Lenin, Avrupa Birleşik Devletleri şiarına bütün bu genel yaklaşımlara rağmen son kertede karşı çıkar. Çünkü sosyal demokrat hareketlerin Avrupa’da savaş koşullarında ortaya çıkan ihanetinin, Avrupa çapında birleşik bir devrimin olanağını büyük oranda ortadan kaldırdığını sezer. Avrupa Birleşik Devletleri sloganını, tek ülkede sosyalizm fikrini zayıflatabilecek bir gerekçe olarak düşünür. Menşeviklerin iktidarın burjuva devriminde burjuvazide kalması yaklaşımına da zemin yaratabileceğini düşündüğü için fikre konjonktürel olarak itiraz eder.  Lenin’in bu itirazı genel değil konjonktürel bir gerekçeden kaynaklanmaktadır.

“Burjuvazinin Avrupa’nın ekonomik yaşamının restorasyonunun temel sorunlarını çözmekteki yetersizliği, Avrupa’nın emekçi kitleleri için hiç olmadığı kadar açık hale gelmektedir. “Bir İşçi ve Köylü Hükümeti” sloganı, işçilerin kendi çabalarıyla bir çıkış yolu bulmak amacıyla artan girişimlerini karşılamak üzere tasarlanmıştır. Artık kurtuluş yolunu daha somut olarak göstermek, adını koyalım, kıtamızın ekonomik çöküşten ve güçlü Amerikan kapitalizmine köle olmaktan kurtuluş yolunun yalnızca Avrupa halklarının en sıkı ekonomik iş birliğinde yattığını ileri sürmek zorunlu hale gelmiştir.” Troçki 1923 yılında 1. Dünya Savaşı’nın galibi İngiltere ve Fransa’nın Almanya’yı güçsüz bırakma çabalarının insanlık açısından korkunç bir yıkımı tetikleyeceğini görerek Avrupa Birleşik Devletleri sloganını yeniden güncelleştirir.

“Üretici güçlerinin gelişiminin bugünkü düzeyinde Avrupa kıtası, korkunç dünya savaşı felâketinde kanıtlandığı ve Ruhr işgalinin çılgın nöbetinin de gösterdiği gibi, ekonomik bir birliktir; elbette içine kapalı bir birlik değil, derin iç bağlara sahip olan bir birlik.

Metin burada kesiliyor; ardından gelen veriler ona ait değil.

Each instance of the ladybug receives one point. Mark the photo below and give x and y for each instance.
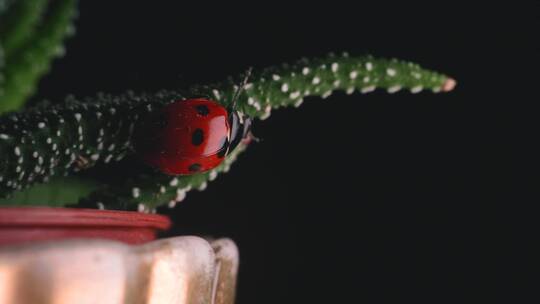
(190, 136)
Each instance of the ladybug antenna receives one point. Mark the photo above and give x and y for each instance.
(240, 89)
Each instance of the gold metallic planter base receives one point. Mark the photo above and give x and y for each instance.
(178, 270)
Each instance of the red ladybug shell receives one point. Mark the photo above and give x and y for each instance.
(188, 136)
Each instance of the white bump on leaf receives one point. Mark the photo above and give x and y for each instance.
(294, 94)
(136, 192)
(368, 89)
(202, 186)
(394, 89)
(416, 89)
(369, 66)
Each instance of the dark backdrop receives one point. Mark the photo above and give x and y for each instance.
(357, 199)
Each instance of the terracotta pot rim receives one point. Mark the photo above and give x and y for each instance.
(66, 217)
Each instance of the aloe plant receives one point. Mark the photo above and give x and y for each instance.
(55, 142)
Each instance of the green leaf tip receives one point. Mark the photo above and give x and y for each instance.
(288, 85)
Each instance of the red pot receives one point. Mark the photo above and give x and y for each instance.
(30, 224)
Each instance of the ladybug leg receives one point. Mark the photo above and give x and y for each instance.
(250, 137)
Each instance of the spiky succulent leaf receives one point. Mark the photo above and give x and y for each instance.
(19, 25)
(56, 140)
(29, 49)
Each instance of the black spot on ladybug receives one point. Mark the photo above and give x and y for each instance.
(197, 137)
(202, 109)
(195, 167)
(223, 149)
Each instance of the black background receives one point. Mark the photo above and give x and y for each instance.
(361, 199)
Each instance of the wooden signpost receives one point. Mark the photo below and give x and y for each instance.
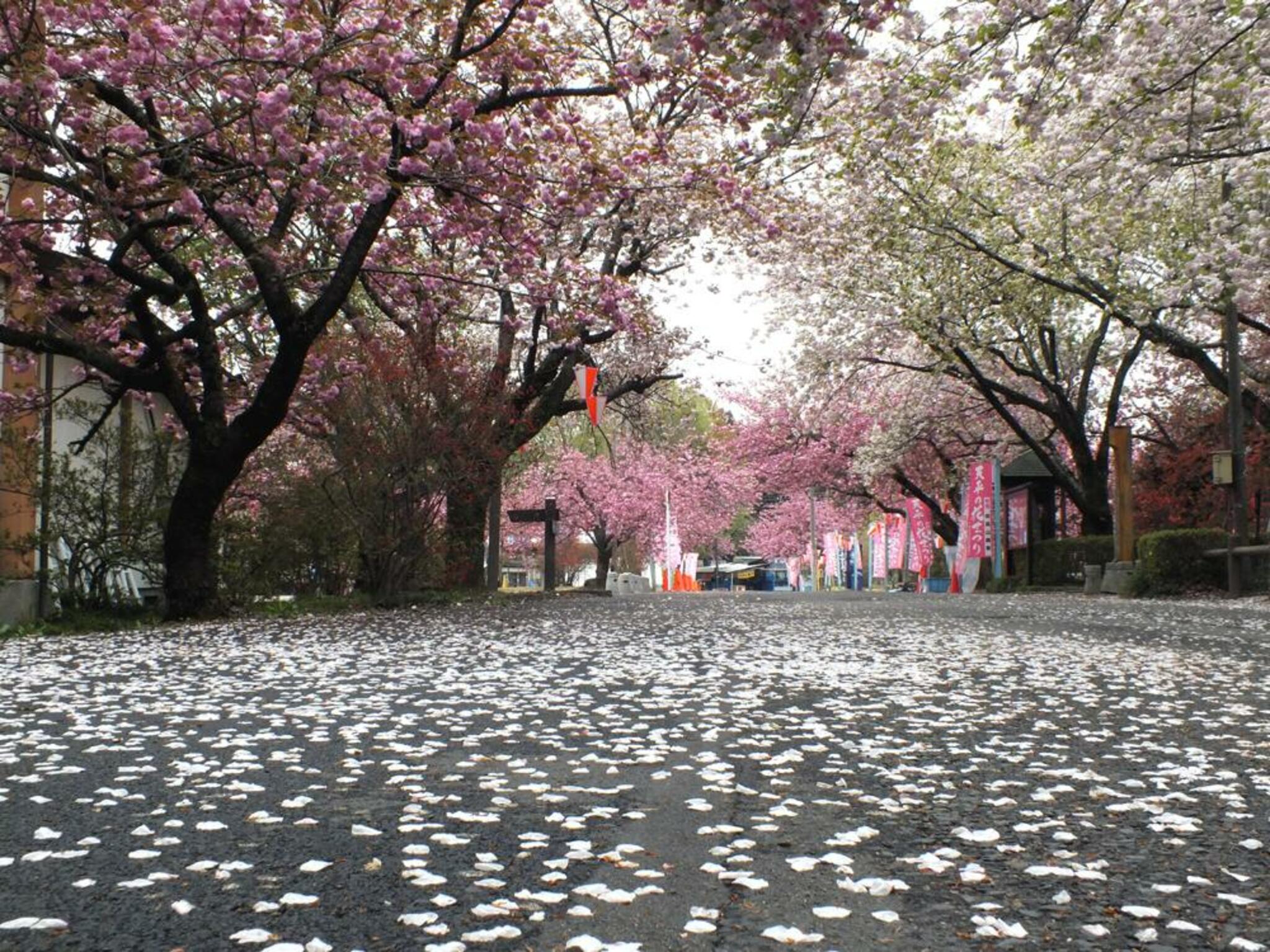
(548, 516)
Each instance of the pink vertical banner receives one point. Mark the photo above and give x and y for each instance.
(978, 516)
(922, 535)
(894, 541)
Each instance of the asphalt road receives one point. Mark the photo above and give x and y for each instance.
(685, 772)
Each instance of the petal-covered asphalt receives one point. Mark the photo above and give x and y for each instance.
(693, 772)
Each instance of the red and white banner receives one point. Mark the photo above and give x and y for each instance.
(671, 550)
(877, 553)
(596, 408)
(894, 541)
(922, 535)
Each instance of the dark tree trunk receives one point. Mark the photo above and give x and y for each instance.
(605, 549)
(1093, 501)
(466, 511)
(190, 558)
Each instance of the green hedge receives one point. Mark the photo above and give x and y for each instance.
(1061, 562)
(1174, 562)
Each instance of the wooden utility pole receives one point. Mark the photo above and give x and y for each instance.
(815, 575)
(495, 536)
(1237, 565)
(1123, 464)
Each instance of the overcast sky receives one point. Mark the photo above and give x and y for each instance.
(728, 309)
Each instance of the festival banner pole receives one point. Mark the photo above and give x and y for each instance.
(997, 549)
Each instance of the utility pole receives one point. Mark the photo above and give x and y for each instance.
(1237, 565)
(493, 570)
(815, 574)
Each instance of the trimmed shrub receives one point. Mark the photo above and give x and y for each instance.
(1061, 562)
(1173, 562)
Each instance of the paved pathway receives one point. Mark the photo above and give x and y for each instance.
(698, 772)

Avrupa coğrafi bir terim değildir; Avrupa ekonomik bir terimdir, dünya pazarıyla –özellikle mevcut savaş sonrası koşullarda– karşılaştırılamayacak ölçüde daha somuttur. Balkan yarımadası için federasyonun zorunlu olduğunu çok öncesinden kavradığımız gibi, şimdi de Balkanlaştırılmış Avrupa için federasyonun zorunlu olduğunu kesin ve açık olarak saptamanın zamanı gelmiştir…Avrupa’nın yıkımını körükleyen ve onun gelecekteki efendisi olarak müdahale etmeye hazır olan Amerika Birleşik Devletleri’nden kaynaklanan büyük tehlikenin, Avrupa’nın birbiri ardına yıkıma uğrayan halklarını bir “Avrupa İşçi ve Köylü Birleşik Devletleri” içinde birleştirmek için çok önemli bir bağ teşkil ettiği gözden kaçırılmamalıdır.”

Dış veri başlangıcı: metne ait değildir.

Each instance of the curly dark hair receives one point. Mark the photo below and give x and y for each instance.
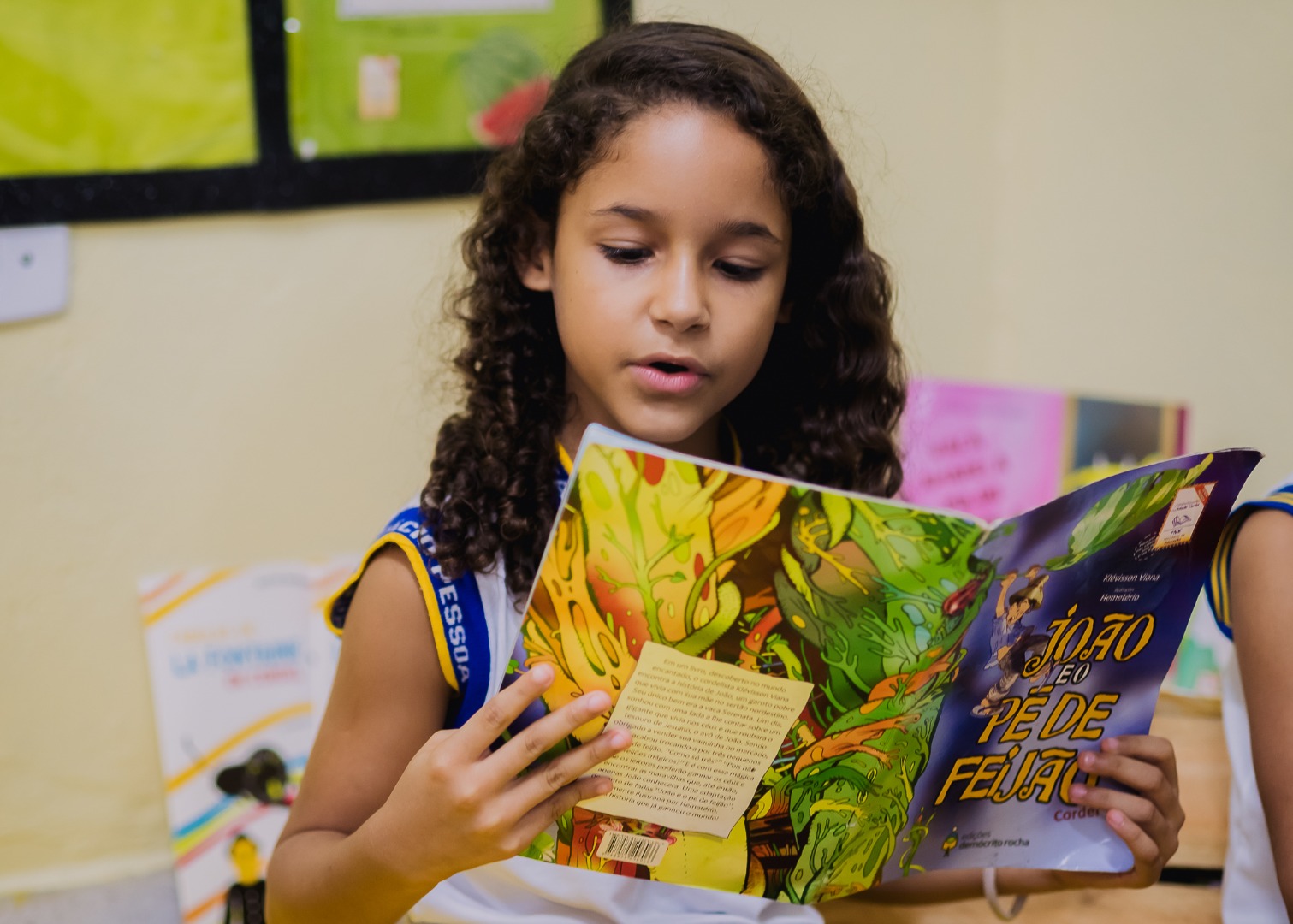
(827, 400)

Avrupa’yı ABD emperyalizminin etkisinden yıkıcı tahakkümünden uzak tutmak ve kendi iç çelişkileriyle infilak etmesini engellemek için de bu önerinin ne kadar önemli olduğu açıktır. Gelişmeler aslına bakılırsa 2. Dünya Savaşı sonrasında büyük ölçüde bu yöne doğru aktı. Ancak Avrupa Birliği, Almanya-Fransa ekseninin hegemonyasını konsolide etmeyi amaçlayan bir kapitalist proje ölçeğinde sıkıştığı için bugün ölüm döşeğinde ve kontrol edilmesi güç gerilimlerle yüklüdür. Üretimi ve paylaşımı proletarya enternasyonalizmi ilkesine göre düzenleyen ve anti-emperyalist bir perspektife sahip bir AB hiç kuşku yok ki dünyanın kutup yıldızı olurdu.

Bugün Ortadoğu halklarının da kendilerini sömüren hanedanlara, diktatörlüklere, emperyalizmin taşeronlarına karşı birleşmeye ve ayağa kalkmaya ihtiyaçları var. Medeniyetin tarihiyle yaşıt Ortadoğu ve Akdeniz Havzası, küresel tekelci sermayeyle de kendisini köleleştiren tefeci bezirgân sermaye artıklarıyla da hesaplaşacak birikime sahiptir. Kürtlerin, Filistinlilerin, Arapların, Türklerin, Yahudilerin, Farsların, Kıptilerin ve tüm diğer kadim halkların birbiriyle boğazlaşmadan yaşayabildiği bir ortak yaşamı kurma hedefiyle ayağa kalkmak Washington ve Tel Aviv’deki katillere de “Kudüs İslam’ındır” tekçi, mülkiyetçi, erkek egemen kafayla Taş Devrine dönmeyi vaz eden İslamcılara da, “Arap ve Kürt Düşmanlığı” dışında halkımıza vaat edecek bir kırıntıları dahi olmayan kafatasçı “seküler milliyetçilere” de, aklını Kürtlerin statü elde etmesini engellemekle bozmuş Saray Rejimine  karşı da en güçlü cevap olacaktır.